A produção da indústria brasileira teve um crescimento de 0,2% entre junho e julho, interrompendo assim dois meses consecutivos de queda. Com isso, o setor acumula um aumento de 1,1% em 2026 e uma expansão total de 0,6% nos últimos 12 meses.![]()
Quando comparado a julho de 2025, a indústria registrou uma queda de 0,5%. A média móvel trimestral, que auxilia na análise da tendência recente do setor, diminuiu 0,8%.
Esses dados fazem parte da Pesquisa Industrial Mensal (PIM), divulgada nesta quarta-feira (2) pelo Instituto Brasileiro de Geografia e Estatística (IBGE).
Segundo o IBGE, a variação positiva acumulada em 12 meses (0,6%) sinaliza uma “leve perda de ritmo” em relação ao acumulado até junho de 2026 (0,7%).

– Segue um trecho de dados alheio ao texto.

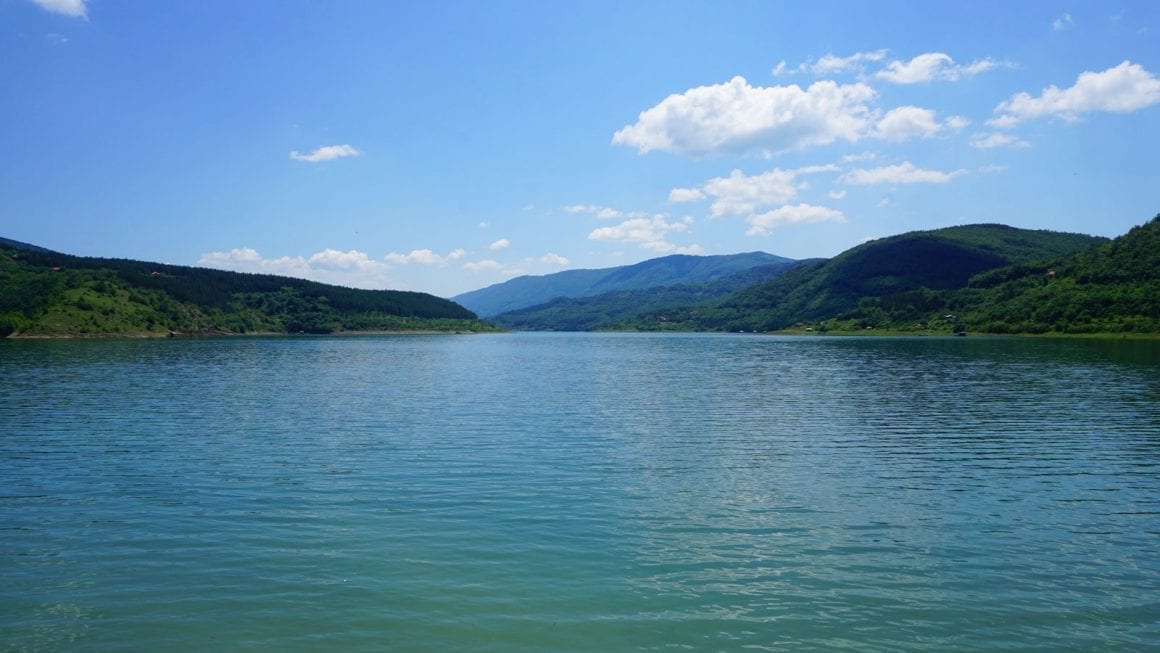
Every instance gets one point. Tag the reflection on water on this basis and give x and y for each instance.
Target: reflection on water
(580, 492)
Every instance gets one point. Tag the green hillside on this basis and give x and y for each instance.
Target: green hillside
(1114, 288)
(899, 280)
(524, 291)
(46, 294)
(611, 310)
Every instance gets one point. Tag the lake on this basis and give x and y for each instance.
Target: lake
(580, 492)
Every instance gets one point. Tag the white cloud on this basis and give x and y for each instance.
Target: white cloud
(933, 66)
(997, 139)
(423, 258)
(325, 153)
(829, 64)
(352, 269)
(74, 8)
(832, 64)
(679, 195)
(342, 260)
(553, 259)
(603, 212)
(742, 118)
(905, 123)
(739, 194)
(486, 265)
(649, 233)
(1123, 88)
(766, 223)
(903, 173)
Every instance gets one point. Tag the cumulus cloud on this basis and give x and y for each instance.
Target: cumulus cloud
(325, 153)
(997, 139)
(740, 194)
(903, 173)
(1123, 88)
(933, 66)
(423, 258)
(766, 223)
(744, 118)
(649, 233)
(353, 268)
(74, 8)
(905, 123)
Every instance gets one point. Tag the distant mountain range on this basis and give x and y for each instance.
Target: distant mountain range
(524, 291)
(48, 294)
(986, 278)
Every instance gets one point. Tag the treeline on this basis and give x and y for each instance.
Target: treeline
(984, 278)
(51, 294)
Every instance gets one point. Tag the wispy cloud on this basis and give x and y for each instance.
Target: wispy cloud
(74, 8)
(832, 64)
(905, 123)
(353, 268)
(1122, 89)
(766, 223)
(997, 139)
(325, 153)
(934, 66)
(903, 173)
(739, 194)
(423, 258)
(649, 233)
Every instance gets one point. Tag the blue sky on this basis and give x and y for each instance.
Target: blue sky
(446, 146)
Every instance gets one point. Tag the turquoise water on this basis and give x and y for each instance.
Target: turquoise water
(579, 492)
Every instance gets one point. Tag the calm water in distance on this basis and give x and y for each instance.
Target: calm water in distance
(580, 492)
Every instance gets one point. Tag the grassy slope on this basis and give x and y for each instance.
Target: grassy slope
(522, 292)
(939, 260)
(50, 294)
(613, 310)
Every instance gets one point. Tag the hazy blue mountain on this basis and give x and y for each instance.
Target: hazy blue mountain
(527, 291)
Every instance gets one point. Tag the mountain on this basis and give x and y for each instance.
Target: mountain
(1113, 288)
(912, 266)
(46, 294)
(611, 310)
(526, 291)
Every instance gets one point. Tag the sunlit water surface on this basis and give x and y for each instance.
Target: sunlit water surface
(570, 492)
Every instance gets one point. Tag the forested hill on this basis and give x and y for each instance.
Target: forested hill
(527, 291)
(44, 292)
(610, 310)
(937, 260)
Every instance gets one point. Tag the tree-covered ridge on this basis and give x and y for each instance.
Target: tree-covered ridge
(526, 291)
(50, 294)
(1114, 288)
(614, 310)
(911, 265)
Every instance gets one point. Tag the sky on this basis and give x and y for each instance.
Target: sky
(446, 146)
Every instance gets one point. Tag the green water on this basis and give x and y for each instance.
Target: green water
(578, 492)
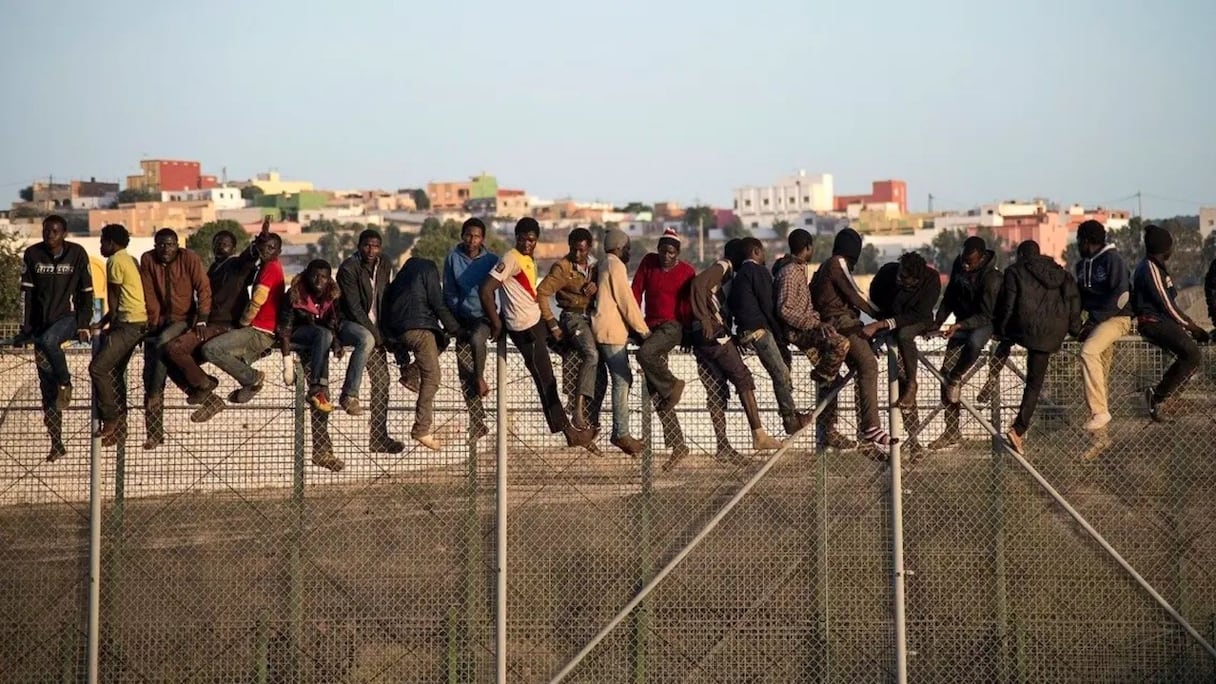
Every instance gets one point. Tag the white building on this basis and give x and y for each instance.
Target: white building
(220, 197)
(793, 198)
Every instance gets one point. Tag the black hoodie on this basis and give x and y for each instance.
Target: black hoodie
(1040, 304)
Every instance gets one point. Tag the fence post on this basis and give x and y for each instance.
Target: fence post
(296, 592)
(896, 467)
(996, 494)
(500, 551)
(645, 567)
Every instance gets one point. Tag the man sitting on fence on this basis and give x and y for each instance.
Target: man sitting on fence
(660, 286)
(719, 362)
(615, 319)
(416, 315)
(57, 290)
(753, 307)
(516, 275)
(970, 296)
(1040, 306)
(1161, 321)
(905, 292)
(572, 280)
(123, 329)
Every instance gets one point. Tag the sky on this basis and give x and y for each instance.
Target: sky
(1074, 100)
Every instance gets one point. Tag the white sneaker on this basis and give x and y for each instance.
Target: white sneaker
(429, 442)
(1098, 421)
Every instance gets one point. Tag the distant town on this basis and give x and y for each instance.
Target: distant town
(176, 194)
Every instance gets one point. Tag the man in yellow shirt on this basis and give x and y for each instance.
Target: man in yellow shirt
(124, 325)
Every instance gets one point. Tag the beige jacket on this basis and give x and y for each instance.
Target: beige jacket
(617, 312)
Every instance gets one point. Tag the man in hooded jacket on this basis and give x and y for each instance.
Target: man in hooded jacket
(1040, 306)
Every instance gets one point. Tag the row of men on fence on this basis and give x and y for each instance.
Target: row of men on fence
(240, 308)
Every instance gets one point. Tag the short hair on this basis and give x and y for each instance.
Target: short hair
(473, 223)
(799, 240)
(527, 225)
(116, 234)
(579, 235)
(1091, 231)
(369, 234)
(913, 265)
(974, 244)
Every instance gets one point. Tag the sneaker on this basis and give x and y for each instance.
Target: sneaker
(679, 453)
(386, 446)
(57, 452)
(763, 442)
(1098, 421)
(350, 404)
(1017, 442)
(428, 441)
(320, 401)
(1154, 407)
(945, 442)
(834, 439)
(325, 458)
(246, 394)
(630, 446)
(210, 408)
(674, 397)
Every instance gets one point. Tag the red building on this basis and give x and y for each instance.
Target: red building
(895, 191)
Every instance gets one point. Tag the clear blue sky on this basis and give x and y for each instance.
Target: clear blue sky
(1076, 100)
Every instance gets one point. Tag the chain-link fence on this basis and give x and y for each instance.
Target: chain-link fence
(229, 555)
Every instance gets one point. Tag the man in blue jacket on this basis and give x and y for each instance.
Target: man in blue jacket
(1102, 278)
(465, 269)
(1161, 321)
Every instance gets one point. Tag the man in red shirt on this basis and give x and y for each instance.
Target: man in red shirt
(236, 349)
(662, 286)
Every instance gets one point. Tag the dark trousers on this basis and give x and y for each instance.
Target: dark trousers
(1174, 338)
(533, 346)
(108, 368)
(1036, 371)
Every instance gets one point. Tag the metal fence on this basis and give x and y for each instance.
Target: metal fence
(226, 556)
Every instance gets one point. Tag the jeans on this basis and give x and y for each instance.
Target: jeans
(354, 335)
(1036, 373)
(615, 358)
(314, 342)
(471, 366)
(426, 357)
(769, 349)
(653, 357)
(532, 345)
(1174, 338)
(108, 368)
(236, 349)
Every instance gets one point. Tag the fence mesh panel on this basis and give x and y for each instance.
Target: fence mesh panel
(230, 556)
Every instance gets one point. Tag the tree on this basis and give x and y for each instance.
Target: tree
(138, 195)
(10, 276)
(420, 200)
(200, 242)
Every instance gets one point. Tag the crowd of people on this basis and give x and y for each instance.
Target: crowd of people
(242, 308)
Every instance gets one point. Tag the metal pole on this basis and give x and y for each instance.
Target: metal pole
(692, 544)
(1085, 525)
(500, 610)
(94, 548)
(898, 575)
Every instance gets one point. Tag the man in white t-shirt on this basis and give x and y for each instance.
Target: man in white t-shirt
(516, 276)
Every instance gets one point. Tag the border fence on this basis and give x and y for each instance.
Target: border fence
(224, 555)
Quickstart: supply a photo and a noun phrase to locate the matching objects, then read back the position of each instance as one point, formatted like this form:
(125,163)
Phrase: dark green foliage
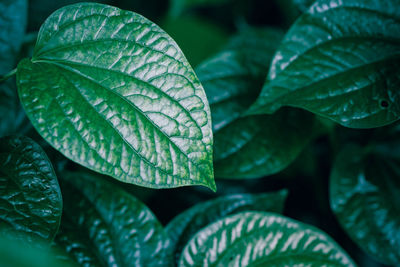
(291,105)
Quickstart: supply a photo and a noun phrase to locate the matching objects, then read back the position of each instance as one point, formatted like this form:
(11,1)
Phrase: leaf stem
(8,75)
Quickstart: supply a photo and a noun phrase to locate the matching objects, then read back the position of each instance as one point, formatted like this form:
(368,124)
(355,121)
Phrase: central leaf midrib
(60,65)
(60,62)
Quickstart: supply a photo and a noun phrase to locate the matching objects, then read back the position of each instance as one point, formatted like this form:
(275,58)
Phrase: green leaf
(255,146)
(15,253)
(13,22)
(185,225)
(30,198)
(365,197)
(204,40)
(340,60)
(114,227)
(113,92)
(262,239)
(179,6)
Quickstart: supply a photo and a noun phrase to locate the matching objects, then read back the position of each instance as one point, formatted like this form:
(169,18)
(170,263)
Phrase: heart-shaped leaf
(113,92)
(254,146)
(104,224)
(341,60)
(186,224)
(262,239)
(30,198)
(365,196)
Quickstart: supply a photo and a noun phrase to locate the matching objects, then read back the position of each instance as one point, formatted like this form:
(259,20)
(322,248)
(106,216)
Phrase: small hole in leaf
(384,104)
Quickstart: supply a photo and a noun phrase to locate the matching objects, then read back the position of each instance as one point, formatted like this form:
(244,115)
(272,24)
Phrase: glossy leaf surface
(11,256)
(185,225)
(255,146)
(340,60)
(262,239)
(115,229)
(113,92)
(365,196)
(30,197)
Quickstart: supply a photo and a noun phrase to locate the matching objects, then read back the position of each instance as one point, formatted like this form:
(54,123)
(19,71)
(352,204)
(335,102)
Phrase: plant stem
(8,75)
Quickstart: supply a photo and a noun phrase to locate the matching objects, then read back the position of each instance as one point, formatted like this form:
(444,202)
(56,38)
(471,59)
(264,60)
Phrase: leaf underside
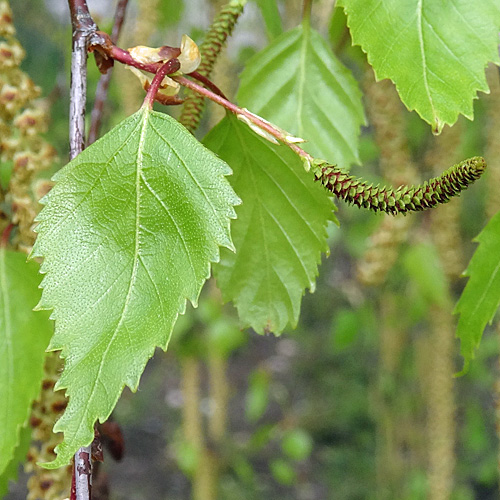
(297,83)
(481,296)
(280,231)
(435,52)
(127,235)
(24,335)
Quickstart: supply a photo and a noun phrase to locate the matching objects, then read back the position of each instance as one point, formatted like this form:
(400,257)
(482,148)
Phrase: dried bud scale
(214,42)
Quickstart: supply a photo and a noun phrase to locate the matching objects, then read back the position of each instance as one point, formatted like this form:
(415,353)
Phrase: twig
(101,93)
(279,134)
(4,239)
(83,28)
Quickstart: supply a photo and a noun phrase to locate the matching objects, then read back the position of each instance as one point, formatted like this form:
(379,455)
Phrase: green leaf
(11,471)
(24,335)
(271,16)
(280,231)
(435,52)
(297,83)
(127,235)
(297,444)
(257,397)
(282,471)
(481,296)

Confira o desempenho da indústria brasileira ao longo do ano, comparando os meses imediatamente sucessivos:
Janeiro: 2,1%
Fevereiro: 1,0%
Março: 0,1%
Abril: 1,2%
Maio: -1,0%
Junho: -1,6%
Julho: 0,2%
O resultado de julho coloca a indústria 2,1% acima do nível pré-pandemia de covid-19 (fevereiro de 2020) e 15% abaixo do pico histórico alcançado em maio de 2001.
Influências
A pesquisa indica que três das quatro grandes categorias econômicas mostraram crescimento de junho para julho:
bens de consumo duráveis: 3,2%
bens de capital: 2,4%
bens de consumo semi e não duráveis: 0,5%
bens intermediários: -0,2%
Entre as atividades analisadas pelo IBGE, 13 das 25 tiveram alta nos meses:
equipamentos de informática, produtos eletrônicos e ópticos: 12,2%
produtos alimentícios: 1%
coque, produtos derivados do petróleo e biocombustíveis: 1,1%
outros equipamentos de transporte: 11,2%
produtos do fumo: 11,1%
máquinas, aparelhos e materiais elétricos: 2,3%
confecção de artigos do vestuário e acessórios: 2,6%
No entanto, a maior pressão negativa veio da indústria extrativa, com um recuo de 1%.
O IBGE também aponta que outras contribuições negativas significativas foram observadas em impressão e reprodução de gravações (-17,2%), produtos diversos (-9,0%), metalurgia (-1,4%), produtos químicos (-0,8%) e celulose, papel e produtos de papel (-1,3%).
O índice de difusão indicou que 69,6% dos 789 produtos analisados pelo IBGE apresentaram desempenho positivo entre junho e julho. Esse foi o segundo maior índice do ano, perdendo apenas para março (80,6%).